Over time, I’ve noticed a pattern: women seem to celebrate love based on their relationship status of the year. If she’s in love, expect your newsfeed to drown in a sea of heart emojis, kissing selfies, and “forever with my soulmate” captions. But if she’s single? Oh boy. You’ll hear about how Valentine’s Day is a capitalist scam created by card companies and how love should be celebrated every day, not just on February 14th.

This year, the only Valentine-themed messages I got from my friends were memes along the lines of:
“Surprise your girlfriend this Valentine’s Day: introduce her to your wife!”
Subtle? No. Accurate commentary on modern romance fatigue? Very.
In today’s intergalactic society, we seem to have special days for absolutely everything: Love Day, Book Day, Mother Language Day, Sleep Day, Day’s Day, Night’s Day… If we forget to appreciate something during the other 364 days of the year, we slap a hashtag on the 365th and call it a celebration.

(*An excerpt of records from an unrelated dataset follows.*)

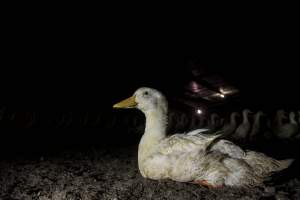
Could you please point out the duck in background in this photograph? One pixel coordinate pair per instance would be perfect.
(243, 129)
(286, 130)
(256, 127)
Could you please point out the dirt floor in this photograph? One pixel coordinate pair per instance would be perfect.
(112, 174)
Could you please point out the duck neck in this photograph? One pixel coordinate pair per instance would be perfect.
(292, 119)
(233, 120)
(156, 124)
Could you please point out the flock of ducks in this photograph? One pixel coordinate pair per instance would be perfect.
(257, 126)
(196, 156)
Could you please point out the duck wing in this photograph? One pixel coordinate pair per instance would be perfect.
(185, 143)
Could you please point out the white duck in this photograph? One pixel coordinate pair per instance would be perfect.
(229, 128)
(184, 157)
(243, 129)
(287, 130)
(256, 127)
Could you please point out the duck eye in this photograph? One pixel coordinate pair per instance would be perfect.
(146, 93)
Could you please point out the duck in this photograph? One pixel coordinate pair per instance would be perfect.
(287, 130)
(185, 157)
(214, 122)
(243, 129)
(256, 127)
(229, 128)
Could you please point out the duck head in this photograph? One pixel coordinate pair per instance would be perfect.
(145, 99)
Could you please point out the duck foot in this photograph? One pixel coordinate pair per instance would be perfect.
(207, 184)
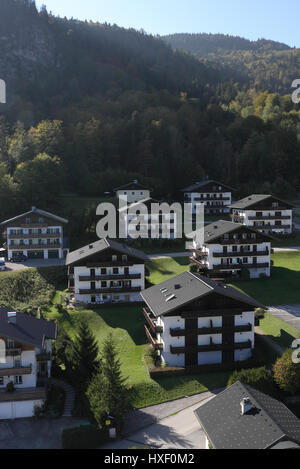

Even my daughter, poor thing, came home from school on Valentine’s Day looking crushed. No card, no chocolate, no sparkly pencil from any boy in her class—while her classmates were unwrapping little heart-shaped trinkets like it was a mini-wedding registry. Apparently, not having a boyfriend on Valentine’s Day is now a medical emergency, one that requires intensive emotional support and at least three glittery motivational quotes.
And while the legend of Dragobete—son of the wise old Baba Dochia—is undeniably beautiful, the idyllic tradition doesn’t quite translate into our modern-day Tinderverse.
Back in the day, villages would light fires on the hills, and boys and girls would gather, chat, and flirt. At noon, the girls would run back to the village, chased by the boys. If a boy managed to catch the girl he fancied, she’d kiss him in front of everyone. That kiss wasn’t just a kiss—it was a promise. A public pre-engagement.
Now? A boy and a girl can kiss a thousand times, and the only promise is maybe a Netflix password.
Don’t get me wrong—I’m not anti-romance. A thoughtful bouquet is always lovely. A sincere “I love you” still melts the ice around my heart. But these two love feasts (especially the one we imported with stars and stripes) have become more of a business than a blessing. I’d rather have one wildflower and a genuine smile than 15 imported roses and a hollow gesture. Just like that Romanian songwriter once said: “Where there’s no love, there’s nothing.”
So I’ll leave the red balloons and heart-shaped keychains to the enthusiasts and wait patiently for Babele and Mucenici—our uniquely Romanian traditions that involve mystery, weather predictions, and delicious food. You can read about them here.
Until then, be careful out there—rumor has it Dragobete’s still on the loose… and he’s kissing everyone.